Livro: Obras Completas
Autor: Charles Baudelaire
Páginas: 1.136
Preço: R$ 80

O leitor hipócrita não merecia tanto. O acaso está presenteando os brasileiros com o lançamento quase simultâneo da ``Poesia e Prosa" de Charles Baudelaire (1821-1867) pela Nova Aguilar e de sua biografia escrita por Henri Troyat pela Scritta.
A edição da Nova Aguilar, organizada pelo ensaísta e tradutor Ivo Barroso, já está nas livrarias e é, como sempre, um luxo: capa dura, papel cuchê, 1.136 páginas com a poesia (completa) e a prosa (incompleta) de Baudelaire e ensaios sobre ambas.
Tudo isso, note, por R$ 80, o que dá R$ 0,07 por página -contra a média de R$ 0,09 que aqui hoje estão cobrando por edições bem mais chinfrins.
Se a civilização moderna fosse uma estante, esse livro teria de estar na prateleira mais alta.
Baudelaire é um espanto perpétuo. Tudo começou com ele. Viveu apenas 46 anos e foi uma vida bem tumultuada (leia texto abaixo), mas deixou a obra-mãe de toda a poesia posterior: ``As Flores do Mal", publicada em edições complementares de 1857 a 1868.
Ele consegue manter um ritmo constante, sem ser uniforme e tedioso como nos antigos, passando por intervalos assombrosos; grita e esperneia, depois sussurra e ruge, mas a homogeneidade resiste.
Tal inquietude identificou seu inimigo: ``É o Tédio! - O olhar esquivo à mínima emoção,/ Com patíbulos sonha, ao cachimbo agarrado./ Tu conheces, leitor, o monstro delicado/ - Hipócrita leitor, meu igual, meu irmão!"
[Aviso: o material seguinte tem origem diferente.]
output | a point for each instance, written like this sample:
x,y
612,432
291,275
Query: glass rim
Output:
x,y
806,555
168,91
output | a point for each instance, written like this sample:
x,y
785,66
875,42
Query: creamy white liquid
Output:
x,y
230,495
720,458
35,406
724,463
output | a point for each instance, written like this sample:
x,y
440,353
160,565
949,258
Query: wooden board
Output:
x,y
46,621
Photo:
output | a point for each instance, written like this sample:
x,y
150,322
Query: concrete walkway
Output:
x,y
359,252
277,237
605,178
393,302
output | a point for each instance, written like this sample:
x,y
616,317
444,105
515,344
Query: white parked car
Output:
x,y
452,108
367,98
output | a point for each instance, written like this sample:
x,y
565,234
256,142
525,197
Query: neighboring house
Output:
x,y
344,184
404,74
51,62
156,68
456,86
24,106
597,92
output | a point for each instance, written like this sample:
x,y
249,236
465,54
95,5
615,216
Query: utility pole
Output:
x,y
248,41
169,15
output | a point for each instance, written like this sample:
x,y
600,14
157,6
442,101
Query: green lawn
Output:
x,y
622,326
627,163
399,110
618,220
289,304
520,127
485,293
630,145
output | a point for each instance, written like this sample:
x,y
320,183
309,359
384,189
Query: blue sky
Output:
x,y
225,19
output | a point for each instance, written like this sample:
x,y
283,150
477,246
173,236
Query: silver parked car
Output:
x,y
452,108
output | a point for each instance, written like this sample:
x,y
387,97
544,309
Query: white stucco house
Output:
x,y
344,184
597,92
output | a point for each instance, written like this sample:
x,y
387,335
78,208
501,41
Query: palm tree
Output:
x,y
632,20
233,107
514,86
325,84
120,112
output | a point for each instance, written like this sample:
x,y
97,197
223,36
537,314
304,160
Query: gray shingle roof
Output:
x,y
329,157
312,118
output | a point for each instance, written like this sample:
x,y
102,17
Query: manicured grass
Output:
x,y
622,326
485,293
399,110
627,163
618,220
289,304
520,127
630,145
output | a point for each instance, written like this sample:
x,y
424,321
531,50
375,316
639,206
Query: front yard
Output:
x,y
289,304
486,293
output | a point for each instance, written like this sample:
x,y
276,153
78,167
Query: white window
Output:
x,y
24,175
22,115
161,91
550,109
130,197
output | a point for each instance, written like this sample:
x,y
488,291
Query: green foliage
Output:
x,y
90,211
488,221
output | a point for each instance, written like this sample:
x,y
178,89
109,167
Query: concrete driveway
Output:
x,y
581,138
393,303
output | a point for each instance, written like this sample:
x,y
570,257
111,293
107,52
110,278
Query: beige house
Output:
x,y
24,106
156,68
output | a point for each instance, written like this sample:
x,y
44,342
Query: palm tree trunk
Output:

Era então fundada a Era da Ansiedade, como batizada pelo escritor húngaro Arthur Koestler.
A edição traz toda a poesia de Baudelaire e é bilíngue: além de ``As Flores do Mal", na excelente tradução de Ivan Junqueira publicada há dez anos pela Nova Fronteira, ``Juvenília e Poemas Diversos", também por Junqueira, e os ``Pequenos Poemas em Prosa", por Aurélio Buarque de Holanda.
Além disso, contra a noção vulgar de que bons críticos não são bons escritores e vice-versa, Baudelaire foi um grande crítico. De literatura, de arte e de música. Em cada um desses ramos deixou uma folhagem de idéias exuberante.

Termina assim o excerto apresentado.